Faster, faster, faster. A lot of tasks in DataStage 8.5 are at least 40% faster than 8.1 such as starting DataStage, opening a job, running a Parallel job and runtime performance have all improved.

2. It' is now an XML ETL Tool

Previous versions of DataStage were mediocre at processing XML. DataStage 8.5 is a great XML processing tool. It can open, understand and store XML schema files. I did a longer post about just this pack in New Hierarchical Transformer makesDataStage great a XML Tool and if you have XML files without schemas you can follow a tip at the DataStage Real Time blog: The new XMLPack in 8.5….generating xsd’s….

The new XML read and transform stages are much better at reading large and complex XML files and processing them in parallel:

3. Transformer Looping

The best Transformer yet. The DataStage 8.5 parallel transformer is the best version yet thanks to new functions for looping inside a transformer and performing transformations across a grouping of records.

With looping inside a Transformer you can output multiple rows for each input row.

Transformer Remembering

DataStage 8.5 Transformer has Remembering and key change detection which is something that ETL experts have been manually coding into DataStage for years using some well known workarounds. A key change in a DataStage job involves a group of records with a shared key where you want to process that group as a type of array inside the overall recordset.

I am going to make a longer post about that later but there are two new cache objects inside a Transformer – SaveInputRecord() and GetSavedInputRecord(0 where you can save a record and retrieve it later on to compare two or more records inside a Transformer.

There are new system variables for looping and key change detection - @ITERATION, LastRow() indicates the last row in a job, LastTwoInGroup(InputColumn) indicates a particular column value will change in the next record.

Here is an aggregation example where rows are looped.

Click here to Know Pivoting through Transformer

4. Easy to Install

Easier to install and more robust. DataStage 8.5 has the best installer of any version of DataStage ever. Mind you – I jumped aboard the DataStage train in version 3.6 so I cannot vouch for earlier installers but 8.5 has the best wizard, the best pre-requisite checking and the best recovery. It also has the IBM Support Assistant packs for Information Server that make debugging and reporting of PMRs to IBM much easier. There is also a Guide to Migrating to InfoSphere Information Serve 8.5 that explains how to migrate from most earlier versions.

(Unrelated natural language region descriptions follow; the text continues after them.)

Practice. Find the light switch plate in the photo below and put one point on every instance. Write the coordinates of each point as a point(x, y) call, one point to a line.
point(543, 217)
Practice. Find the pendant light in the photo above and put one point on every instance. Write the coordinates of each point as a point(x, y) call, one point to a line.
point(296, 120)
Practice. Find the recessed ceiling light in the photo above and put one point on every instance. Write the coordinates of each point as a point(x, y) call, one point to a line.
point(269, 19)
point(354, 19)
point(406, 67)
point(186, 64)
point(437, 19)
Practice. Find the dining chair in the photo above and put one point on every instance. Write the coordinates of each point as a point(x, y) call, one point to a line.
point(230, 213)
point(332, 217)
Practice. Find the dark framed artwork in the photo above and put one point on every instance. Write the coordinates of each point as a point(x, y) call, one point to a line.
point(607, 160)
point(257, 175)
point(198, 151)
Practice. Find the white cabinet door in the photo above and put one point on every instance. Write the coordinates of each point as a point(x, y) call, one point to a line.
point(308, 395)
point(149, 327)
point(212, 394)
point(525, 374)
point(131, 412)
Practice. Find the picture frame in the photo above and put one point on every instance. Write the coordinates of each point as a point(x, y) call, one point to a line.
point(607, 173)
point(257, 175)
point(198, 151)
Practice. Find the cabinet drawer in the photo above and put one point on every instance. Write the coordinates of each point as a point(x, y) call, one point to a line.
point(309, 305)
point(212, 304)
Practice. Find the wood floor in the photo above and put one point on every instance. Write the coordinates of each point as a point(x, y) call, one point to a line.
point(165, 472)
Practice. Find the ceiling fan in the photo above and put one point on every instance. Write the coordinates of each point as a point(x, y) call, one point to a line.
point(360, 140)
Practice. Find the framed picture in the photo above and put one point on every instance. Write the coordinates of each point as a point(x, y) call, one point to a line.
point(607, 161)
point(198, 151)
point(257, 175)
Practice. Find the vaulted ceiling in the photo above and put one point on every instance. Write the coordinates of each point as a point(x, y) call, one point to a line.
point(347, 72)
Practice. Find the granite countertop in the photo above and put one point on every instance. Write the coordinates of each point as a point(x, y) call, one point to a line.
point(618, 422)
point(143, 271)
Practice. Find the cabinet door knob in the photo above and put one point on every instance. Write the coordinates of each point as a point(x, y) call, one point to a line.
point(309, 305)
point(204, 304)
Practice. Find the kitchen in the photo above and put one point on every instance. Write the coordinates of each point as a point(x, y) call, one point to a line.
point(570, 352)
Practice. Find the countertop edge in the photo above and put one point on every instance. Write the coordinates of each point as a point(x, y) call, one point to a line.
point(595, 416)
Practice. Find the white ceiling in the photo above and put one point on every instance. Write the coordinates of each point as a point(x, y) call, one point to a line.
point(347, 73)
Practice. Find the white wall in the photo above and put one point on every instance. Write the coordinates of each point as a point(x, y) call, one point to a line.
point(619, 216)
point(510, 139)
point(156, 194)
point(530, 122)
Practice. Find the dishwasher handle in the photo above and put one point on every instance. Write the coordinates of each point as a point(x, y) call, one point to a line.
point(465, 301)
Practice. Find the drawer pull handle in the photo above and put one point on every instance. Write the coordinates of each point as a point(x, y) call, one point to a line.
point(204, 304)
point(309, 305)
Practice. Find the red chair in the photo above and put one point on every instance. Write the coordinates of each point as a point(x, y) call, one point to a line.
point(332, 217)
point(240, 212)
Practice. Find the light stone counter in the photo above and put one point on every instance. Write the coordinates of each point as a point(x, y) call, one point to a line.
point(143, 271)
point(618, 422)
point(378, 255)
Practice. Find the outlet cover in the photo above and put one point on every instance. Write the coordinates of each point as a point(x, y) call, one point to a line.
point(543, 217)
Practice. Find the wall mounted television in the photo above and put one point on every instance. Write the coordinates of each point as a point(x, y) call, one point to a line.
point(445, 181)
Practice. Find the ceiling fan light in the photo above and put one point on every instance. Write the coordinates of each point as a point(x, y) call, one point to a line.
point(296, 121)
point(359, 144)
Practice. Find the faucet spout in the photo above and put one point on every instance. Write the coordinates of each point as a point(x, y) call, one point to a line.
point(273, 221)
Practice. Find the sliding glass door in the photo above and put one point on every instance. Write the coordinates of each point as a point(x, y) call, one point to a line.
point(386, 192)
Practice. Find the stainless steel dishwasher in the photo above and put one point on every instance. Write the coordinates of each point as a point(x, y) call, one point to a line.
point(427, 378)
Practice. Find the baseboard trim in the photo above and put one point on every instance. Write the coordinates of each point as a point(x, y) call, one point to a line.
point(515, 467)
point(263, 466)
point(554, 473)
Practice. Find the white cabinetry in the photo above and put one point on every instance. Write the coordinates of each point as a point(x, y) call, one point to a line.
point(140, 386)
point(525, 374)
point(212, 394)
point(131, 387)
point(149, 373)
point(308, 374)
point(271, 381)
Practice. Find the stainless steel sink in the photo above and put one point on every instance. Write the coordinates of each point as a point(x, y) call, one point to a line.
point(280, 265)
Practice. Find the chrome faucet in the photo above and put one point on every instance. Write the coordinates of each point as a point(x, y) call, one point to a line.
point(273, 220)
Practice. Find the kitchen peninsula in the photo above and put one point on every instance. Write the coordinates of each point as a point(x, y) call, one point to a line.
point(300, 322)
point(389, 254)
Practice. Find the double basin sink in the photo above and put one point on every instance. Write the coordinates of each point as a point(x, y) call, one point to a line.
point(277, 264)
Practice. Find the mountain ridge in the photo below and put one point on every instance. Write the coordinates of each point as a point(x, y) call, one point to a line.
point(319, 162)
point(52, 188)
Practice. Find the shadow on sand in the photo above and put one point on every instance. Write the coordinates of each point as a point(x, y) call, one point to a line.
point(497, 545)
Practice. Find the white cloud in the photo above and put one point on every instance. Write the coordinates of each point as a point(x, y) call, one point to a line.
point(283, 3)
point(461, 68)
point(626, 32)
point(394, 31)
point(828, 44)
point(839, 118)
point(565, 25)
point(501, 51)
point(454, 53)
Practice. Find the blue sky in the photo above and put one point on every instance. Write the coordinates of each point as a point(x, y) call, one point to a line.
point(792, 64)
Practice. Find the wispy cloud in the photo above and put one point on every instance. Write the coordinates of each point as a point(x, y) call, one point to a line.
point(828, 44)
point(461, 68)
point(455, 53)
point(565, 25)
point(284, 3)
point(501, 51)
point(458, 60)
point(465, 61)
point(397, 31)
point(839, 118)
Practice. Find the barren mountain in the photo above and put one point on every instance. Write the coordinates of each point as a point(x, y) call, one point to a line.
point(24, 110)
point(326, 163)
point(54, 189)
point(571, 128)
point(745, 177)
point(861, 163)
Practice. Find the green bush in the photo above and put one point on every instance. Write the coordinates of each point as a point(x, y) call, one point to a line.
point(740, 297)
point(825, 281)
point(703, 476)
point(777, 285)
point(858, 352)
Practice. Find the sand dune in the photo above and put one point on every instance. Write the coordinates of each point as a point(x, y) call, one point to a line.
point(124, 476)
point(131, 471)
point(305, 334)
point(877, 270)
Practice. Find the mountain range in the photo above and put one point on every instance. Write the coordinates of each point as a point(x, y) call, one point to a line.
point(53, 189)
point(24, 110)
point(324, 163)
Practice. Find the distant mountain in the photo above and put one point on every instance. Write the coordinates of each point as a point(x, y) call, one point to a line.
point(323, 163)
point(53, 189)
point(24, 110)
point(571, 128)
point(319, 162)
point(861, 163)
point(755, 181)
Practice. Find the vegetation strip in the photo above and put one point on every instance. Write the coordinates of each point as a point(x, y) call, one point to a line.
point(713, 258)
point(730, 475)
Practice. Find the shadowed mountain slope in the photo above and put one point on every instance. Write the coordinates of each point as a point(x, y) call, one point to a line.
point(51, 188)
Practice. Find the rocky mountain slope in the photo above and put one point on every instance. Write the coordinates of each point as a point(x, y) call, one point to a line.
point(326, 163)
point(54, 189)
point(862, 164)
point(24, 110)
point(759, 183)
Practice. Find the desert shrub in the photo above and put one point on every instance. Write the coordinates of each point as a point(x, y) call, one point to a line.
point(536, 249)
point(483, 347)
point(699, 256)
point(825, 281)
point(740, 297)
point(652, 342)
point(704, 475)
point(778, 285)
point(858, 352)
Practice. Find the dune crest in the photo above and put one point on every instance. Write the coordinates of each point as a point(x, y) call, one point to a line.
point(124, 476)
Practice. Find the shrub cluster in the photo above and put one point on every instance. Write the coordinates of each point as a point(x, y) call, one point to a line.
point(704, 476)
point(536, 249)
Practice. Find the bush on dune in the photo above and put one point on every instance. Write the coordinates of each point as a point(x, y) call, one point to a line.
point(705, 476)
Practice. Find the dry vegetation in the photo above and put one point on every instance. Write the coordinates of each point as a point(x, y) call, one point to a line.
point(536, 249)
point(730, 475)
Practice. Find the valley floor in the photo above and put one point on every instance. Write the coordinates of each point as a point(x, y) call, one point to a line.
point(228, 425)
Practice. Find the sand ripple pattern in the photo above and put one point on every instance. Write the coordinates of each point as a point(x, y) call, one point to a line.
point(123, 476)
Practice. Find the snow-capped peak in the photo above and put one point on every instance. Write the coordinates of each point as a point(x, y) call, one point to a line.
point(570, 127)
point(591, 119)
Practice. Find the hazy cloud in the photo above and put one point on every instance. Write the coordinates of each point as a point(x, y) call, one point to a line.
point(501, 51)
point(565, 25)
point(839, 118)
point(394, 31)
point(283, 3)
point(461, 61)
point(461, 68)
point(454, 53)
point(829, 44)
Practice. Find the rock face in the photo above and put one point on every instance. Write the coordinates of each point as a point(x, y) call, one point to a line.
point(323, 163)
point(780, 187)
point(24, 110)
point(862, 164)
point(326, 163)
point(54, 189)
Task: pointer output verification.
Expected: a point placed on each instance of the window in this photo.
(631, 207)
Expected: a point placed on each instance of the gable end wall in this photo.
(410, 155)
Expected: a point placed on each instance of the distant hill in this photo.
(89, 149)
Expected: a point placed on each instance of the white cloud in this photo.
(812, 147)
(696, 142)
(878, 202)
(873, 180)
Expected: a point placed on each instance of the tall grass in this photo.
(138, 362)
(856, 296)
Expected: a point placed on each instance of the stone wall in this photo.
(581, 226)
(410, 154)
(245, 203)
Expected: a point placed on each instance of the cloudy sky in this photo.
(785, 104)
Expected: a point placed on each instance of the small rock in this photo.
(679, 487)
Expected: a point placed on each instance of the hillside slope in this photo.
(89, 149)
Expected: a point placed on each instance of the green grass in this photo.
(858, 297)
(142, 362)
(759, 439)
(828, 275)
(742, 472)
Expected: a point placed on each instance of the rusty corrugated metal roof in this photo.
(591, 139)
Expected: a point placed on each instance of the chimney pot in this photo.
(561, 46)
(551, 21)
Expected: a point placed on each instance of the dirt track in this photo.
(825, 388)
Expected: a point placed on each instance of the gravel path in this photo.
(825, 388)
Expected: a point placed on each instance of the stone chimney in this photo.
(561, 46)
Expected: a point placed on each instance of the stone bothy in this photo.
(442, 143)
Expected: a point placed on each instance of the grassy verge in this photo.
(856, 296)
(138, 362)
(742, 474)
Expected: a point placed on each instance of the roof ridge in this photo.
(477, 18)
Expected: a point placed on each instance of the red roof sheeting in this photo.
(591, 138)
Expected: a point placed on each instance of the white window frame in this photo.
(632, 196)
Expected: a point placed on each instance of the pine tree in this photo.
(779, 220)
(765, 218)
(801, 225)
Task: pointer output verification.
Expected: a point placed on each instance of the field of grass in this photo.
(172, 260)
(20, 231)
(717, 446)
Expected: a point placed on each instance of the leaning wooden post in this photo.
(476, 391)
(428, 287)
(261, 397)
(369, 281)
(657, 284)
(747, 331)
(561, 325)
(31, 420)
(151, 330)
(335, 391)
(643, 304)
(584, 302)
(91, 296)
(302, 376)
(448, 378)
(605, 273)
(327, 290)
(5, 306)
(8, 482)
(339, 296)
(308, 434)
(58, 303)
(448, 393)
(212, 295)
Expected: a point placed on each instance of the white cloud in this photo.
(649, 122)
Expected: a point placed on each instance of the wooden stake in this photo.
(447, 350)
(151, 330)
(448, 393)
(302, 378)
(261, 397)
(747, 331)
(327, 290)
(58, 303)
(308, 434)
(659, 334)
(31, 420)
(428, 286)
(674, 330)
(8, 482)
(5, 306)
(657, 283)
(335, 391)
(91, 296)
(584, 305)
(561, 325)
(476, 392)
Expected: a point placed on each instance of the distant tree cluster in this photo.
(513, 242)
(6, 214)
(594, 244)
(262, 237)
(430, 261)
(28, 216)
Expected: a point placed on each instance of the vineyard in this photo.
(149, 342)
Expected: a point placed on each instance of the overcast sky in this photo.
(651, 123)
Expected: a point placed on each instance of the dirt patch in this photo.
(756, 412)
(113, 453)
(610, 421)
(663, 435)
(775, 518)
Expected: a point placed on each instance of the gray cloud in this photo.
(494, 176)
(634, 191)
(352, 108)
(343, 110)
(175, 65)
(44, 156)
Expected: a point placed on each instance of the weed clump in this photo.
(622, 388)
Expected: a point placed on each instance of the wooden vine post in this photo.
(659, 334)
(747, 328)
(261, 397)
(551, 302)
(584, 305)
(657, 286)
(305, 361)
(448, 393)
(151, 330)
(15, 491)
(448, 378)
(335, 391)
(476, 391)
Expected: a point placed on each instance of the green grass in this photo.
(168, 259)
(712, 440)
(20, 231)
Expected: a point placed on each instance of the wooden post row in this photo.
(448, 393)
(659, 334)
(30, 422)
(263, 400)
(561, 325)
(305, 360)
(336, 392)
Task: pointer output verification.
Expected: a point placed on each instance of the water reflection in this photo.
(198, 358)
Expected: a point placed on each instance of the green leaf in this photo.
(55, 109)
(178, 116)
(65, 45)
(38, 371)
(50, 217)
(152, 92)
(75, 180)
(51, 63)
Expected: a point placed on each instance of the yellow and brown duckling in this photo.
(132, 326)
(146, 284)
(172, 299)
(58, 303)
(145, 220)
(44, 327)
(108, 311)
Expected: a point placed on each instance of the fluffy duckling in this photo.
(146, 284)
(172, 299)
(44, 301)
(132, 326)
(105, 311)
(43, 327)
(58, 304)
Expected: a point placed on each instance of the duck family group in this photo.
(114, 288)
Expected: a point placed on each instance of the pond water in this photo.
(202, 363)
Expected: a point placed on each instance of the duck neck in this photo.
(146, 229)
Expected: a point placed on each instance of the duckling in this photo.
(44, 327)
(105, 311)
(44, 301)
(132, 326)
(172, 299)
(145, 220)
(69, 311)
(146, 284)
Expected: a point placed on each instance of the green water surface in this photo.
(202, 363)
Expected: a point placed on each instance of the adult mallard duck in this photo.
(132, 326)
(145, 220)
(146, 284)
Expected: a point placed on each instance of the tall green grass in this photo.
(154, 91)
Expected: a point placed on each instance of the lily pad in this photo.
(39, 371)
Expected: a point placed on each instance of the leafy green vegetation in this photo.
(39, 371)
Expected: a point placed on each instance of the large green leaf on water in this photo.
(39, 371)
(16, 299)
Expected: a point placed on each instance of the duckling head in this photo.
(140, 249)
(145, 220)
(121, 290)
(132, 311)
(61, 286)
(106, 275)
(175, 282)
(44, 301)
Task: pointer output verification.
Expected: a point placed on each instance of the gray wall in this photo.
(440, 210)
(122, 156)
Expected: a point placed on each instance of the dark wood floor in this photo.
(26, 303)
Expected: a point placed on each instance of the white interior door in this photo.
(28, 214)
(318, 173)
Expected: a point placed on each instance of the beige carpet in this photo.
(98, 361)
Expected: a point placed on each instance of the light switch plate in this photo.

5. Check In and Check Out Jobs

Check in and Check out version control. DataStage 8.5 Manager comes with direct access to the source control functions of CVS and Rational ClearCase in an Eclipse workspace. You can send artefacts to the source control system and replace a DataStage component from out of the source control system.

DataStage 8.5 comes with out of the box menu integration with CVS and Rational ClearCase but for other source control systems you need to use the Eclipse source control plugins.

6. High Availability Easier than ever

High Availability – the version 8.5 installation guide has over thirty pages on Information Server topologies including a bunch of high availability scenarios across all tiers of the product. On top of that there are new chapters for the high availability of the metadata repository, the services layer and the DataStage engine.

Horizontal and vertical scaling and load balancing.
Cluster support for WebSphere Application Server.

Cluster support for XMETA repository: DB2 HADR/Cluster or Oracle RAC.
Improved failover support on the engine.

7. New Information Architecture Diagramming Tool

InfoSphere Blueprint Direct – DataStage 8.5 comes with a free new product for creating diagrams of an information architecture and linking elements in the diagram directly into DataStage jobs and Metadata Workbench metadata. Solution Architects can draw a diagram of a data integration solution including sources, Warehouses and repositories.

8. Vertical Pivot

It is now available and it can pivot multiple input rows with a common key into output rows with multiple columns. Key based groups, columnar pivot and aggregate functions.

You can also do this type of vertical pivoting in the new Transformer using the column change detection and row cache – but the Vertical pivot stage makes it easier as a specialised stage.

9. Z/OS File Stage

Makes it easier to process complex flat files by providing native support for mainframe files. Use it for VSAM files – KSDS, ESDS, RRDS. Sequential QSAM, BDAM, BSAM. Fixed and variable length records. Single or multiple record type files.

10. Balanced Optimizer Comes Home

In DataStage 8.5 the Balanced Optimizer has been merged into the Designer and it has a number of usability improvements that turns DataStage into a better ETLT or ELT option. Balanced Optimizer looks at a normal DataStage job and comes up with a version that pushes some of the steps down onto a source or target database engine. IE it balances the load across the ETL engine and the database engines.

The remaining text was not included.